# Name of classical melody - help



## MeJoho (Feb 14, 2012)

Hi I'm new here, and I didn't know where to place this thread so feel free to move it.

I use forums a lot, and the other day I couldn't remember the name if this melody

__
https://soundcloud.com/kaengurustylte%2Fplease-tell-me-which-melody
so I registred here, thinking that u guys would be able to help me.

I love classical music and I play piano myself. Please help me to find out the name of the melody is.


----------



## jhar26 (Jul 6, 2008)

MeJoho said:


> Hi I'm new here, and I didn't know where to place this thread so feel free to move it.
> 
> I use forums a lot, and the other day I couldn't remember the name if this melody
> 
> ...


"Eleanor Rigby" from the Beatles.


----------



## MeJoho (Feb 14, 2012)

Ye, I really know it sounds like 100% of that song. But it's not that one. 
It's like an cello, viola symphoni. please think more classical even though I'm no big help.


----------



## MeJoho (Feb 14, 2012)

Or you might be right, I actually don't know. Maybe if there's a classical version of it, I will appreciate if someone post it.


----------



## jhar26 (Jul 6, 2008)

MeJoho said:


> Ye, I really know it sounds like 100% of that song. But it's not that one.
> It's like an cello, viola symphoni. please think more classical even though I'm no big help.


There's a strings only version on the second of the Beatles Anthology albums. That's probably the one you're thinking off.


----------



## Kopachris (May 31, 2010)

MeJoho said:


> Or you might be right, I actually don't know. Maybe if there's a classical version of it, I will appreciate if someone post it.
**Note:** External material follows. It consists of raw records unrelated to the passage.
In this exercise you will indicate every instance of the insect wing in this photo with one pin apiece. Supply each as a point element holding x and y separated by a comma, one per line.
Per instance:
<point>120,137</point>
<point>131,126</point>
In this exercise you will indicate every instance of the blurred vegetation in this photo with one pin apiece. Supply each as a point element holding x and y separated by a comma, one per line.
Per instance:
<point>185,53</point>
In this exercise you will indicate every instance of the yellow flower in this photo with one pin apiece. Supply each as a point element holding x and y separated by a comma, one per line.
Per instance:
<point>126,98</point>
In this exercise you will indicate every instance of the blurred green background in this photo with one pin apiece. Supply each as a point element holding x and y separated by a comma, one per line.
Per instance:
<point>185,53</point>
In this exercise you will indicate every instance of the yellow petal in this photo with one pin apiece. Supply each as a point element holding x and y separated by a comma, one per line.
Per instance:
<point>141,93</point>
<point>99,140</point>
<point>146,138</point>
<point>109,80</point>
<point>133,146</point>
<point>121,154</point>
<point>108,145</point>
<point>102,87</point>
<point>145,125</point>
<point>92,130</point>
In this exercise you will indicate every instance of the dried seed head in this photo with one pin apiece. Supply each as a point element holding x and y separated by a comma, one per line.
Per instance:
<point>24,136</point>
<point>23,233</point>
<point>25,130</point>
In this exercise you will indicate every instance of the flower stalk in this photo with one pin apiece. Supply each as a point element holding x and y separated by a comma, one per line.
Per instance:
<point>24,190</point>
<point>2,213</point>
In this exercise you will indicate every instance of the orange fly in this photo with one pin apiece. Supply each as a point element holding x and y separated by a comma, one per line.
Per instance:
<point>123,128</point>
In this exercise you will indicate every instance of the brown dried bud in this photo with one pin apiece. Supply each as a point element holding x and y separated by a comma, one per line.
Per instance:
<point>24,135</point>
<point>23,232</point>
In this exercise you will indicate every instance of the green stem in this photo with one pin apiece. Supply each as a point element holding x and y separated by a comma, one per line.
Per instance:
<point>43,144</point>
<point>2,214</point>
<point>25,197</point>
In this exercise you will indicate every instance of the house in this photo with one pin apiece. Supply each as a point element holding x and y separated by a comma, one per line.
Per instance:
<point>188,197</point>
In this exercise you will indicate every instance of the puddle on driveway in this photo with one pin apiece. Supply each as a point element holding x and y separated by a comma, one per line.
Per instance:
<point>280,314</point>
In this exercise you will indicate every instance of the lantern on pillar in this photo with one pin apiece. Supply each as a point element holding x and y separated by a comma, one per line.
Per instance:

Specifically, it's the lines _All the lonely people / Where do they all come from? / All the lonely people / Where do they all belong?_. The song has been covered numerous times--the London Symphony Orchestra did a great job (see below)--but that doesn't make it classical.


----------



## MeJoho (Feb 14, 2012)

Thank u both of you. 
It might have been the vid Kopachris linked. But I'm still not totally sure.

Okay I'm sure, it's not that one. It had no vocals.

Man I'm so confused. Sorry for the inconvenience.


----------



## Kopachris (May 31, 2010)

MeJoho said:


> Man I'm so confused. Sorry for the inconvenience.


Don't worry about it.


----------